Na tym tle wyróżniali się mieszkańcy antypodów, gdyż opublikowano protokół z posiedzenia Reserve Bank of Australia i rynek w końcu uświadomił sobie, że ostatnim razem gubernator Glenn Stevens faktycznie może tylko żartował i że na podstawie materiałów opublikowanych w protokole szanse na dalsze obniżki stóp procentowych w najbliższej przyszłości są jeszcze mniejsze, niż dotychczas sądzono. Wobec powyższego rynki instrumentów opartych na stopach procentowych zrewidowały swoje oczekiwania z 68 proc. w sierpniu do 53 proc. obecnie. Ze zrozumiałych względów dolar australijski na tym wszystkim zyskał, a następnie poszedł w górę zgarnąć zlecenia stop po drodze do nocnych maksimów na 0,9195, dokładnie w okolice, w których znajduje się dziś rano, gdy to piszę.

W innych rejonach dolar amerykański nieznacznie spada, gdyż inwestorzy pewnie równoważą pozycje przed najnowszym mamrotaniem prezesa Rezerwy Federalnej Bena Bernankego, które usłyszymy jutro. Jednak jeśli mam być szczery, to w tej chwili interpretacja zachowania cen jest nieco jałowym zadaniem, gdyż płynność oraz wolumen transakcji maleją - większość wyjeżdża na wakacje. Dane publikowane dzisiaj zapewne odegrają właściwą rolę, ale najprawdopodobniej ruchy będą dość wyolbrzymione ze względów wspomnianych wyżej. Pierwsze w kolejności dzisiejszego ranka są wskaźnik CPI dla Wielkiej Brytanii (spodziewam się gorszego odczytu, a zatem okazji do gry na przekór większości w GBP/USD w okolicach 1,5130/50), wyniki ankiety ZEW dla Niemiec (spodziewam się lepszego odczytu oraz dojścia EUR/USD do 1,3150), wskaźnik CPI dla strefy euro, pismo Bank of England dotyczące inflacji oraz wreszcie dane dotyczące przemysłu kanadyjskiego.
Jeśli chodzi o to, dokąd możemy dziś dojść, cóż, nadal sądzę, że przed jutrzejszym dniem należy nieco przystrzyc długie pozycje na dolarze amerykańskim, a jeśli dane będą dzisiaj przemawiać za taką interpretacją, to możemy się trochę pościgać.

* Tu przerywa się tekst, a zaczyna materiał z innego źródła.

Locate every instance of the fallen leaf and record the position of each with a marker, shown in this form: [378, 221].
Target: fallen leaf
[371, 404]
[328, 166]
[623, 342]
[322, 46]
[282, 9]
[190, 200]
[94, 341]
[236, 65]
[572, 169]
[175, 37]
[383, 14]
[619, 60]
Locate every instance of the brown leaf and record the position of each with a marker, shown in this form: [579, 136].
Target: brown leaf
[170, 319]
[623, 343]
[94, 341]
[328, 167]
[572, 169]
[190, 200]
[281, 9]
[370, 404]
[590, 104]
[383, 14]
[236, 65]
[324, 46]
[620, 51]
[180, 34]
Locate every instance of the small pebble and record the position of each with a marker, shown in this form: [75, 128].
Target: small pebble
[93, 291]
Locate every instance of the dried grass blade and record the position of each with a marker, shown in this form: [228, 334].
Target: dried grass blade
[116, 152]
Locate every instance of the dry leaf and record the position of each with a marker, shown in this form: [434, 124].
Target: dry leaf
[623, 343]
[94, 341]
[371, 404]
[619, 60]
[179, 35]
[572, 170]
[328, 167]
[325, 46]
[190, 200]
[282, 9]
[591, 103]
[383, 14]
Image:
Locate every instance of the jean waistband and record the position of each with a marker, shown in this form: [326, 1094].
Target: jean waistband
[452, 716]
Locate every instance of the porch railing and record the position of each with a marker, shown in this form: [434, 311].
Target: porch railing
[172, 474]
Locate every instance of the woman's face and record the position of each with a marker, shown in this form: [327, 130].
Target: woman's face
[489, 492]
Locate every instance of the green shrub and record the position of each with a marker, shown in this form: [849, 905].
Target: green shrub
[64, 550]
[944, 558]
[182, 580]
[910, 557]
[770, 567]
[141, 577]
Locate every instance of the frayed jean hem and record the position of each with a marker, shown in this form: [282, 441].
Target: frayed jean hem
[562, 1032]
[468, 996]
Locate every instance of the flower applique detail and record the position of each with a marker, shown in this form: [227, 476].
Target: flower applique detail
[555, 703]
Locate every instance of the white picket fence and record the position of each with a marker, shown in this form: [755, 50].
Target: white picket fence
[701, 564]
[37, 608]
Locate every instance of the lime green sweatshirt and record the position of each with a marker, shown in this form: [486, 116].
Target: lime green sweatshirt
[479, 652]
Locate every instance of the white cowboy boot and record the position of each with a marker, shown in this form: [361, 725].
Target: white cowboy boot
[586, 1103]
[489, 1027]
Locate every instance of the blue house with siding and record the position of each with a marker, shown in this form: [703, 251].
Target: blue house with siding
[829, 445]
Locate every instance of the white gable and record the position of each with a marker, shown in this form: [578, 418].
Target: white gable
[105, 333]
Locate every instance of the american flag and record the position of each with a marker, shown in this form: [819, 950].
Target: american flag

EUR/USD: Oferty sprzedaży pojawiają się na 1,3130, powyżej są zlecenia stop, ale dobre odczyty ankiety ZEW spowodują większą wyprzedaż dolara amerykańskiego, a para ta może dojść do 1,3150, przy czym więcej ofert sprzedaży pojawia się w okolicach 1,3180.

Jeśli chodzi o spadki, trochę wczesnych ofert kupna siedzi na 1,3015/20, a zlecenia stop twardo usadowiły się poniżej wczorajszych minimów na 1,2980.

Reklama

GBP/USD: Między młotem a kowadłem przed publikacją ważnych danych za dzień lub dwa; nadal skłaniam się ku wzrostom w tej parze, ale tylko marginalnym. Rynek chce tę parę sprzedawać, a BoE będzie się z tego cieszył. Spodziewajcie się, że 1,5170/80 ograniczy wzrosty (zwłaszcza jeśli EUR/GBP wystrzeli), natomiast realizujących zyski zobaczymy
w rejonie 1,5010/30.

AUD/USD: Zlecenia stop siedzą sobie teraz powyżej 0,9220/30, przedtem oferty sprzedaży. Przy chwilowych, gwałtownych spadkach kupujący pojawią się dopiero w okolicach 0,9080, jeśli w ogóle; więcej zleceń poniżej poziomu 0,9050.
USD/JPY: W najlepszym przypadku trend boczny (osobiście skłaniam się ku spadkom). Najbliższe poziomy, które trzeba obserwować, to 99,30 i 98,80, więcej zleceń stop poniżej 98,30. Ku górze niewiele prawdziwych ofert sprzedaży, jeśli już w ogóle jakieś.

Kaski włóż, życzę wam dziś powodzenia.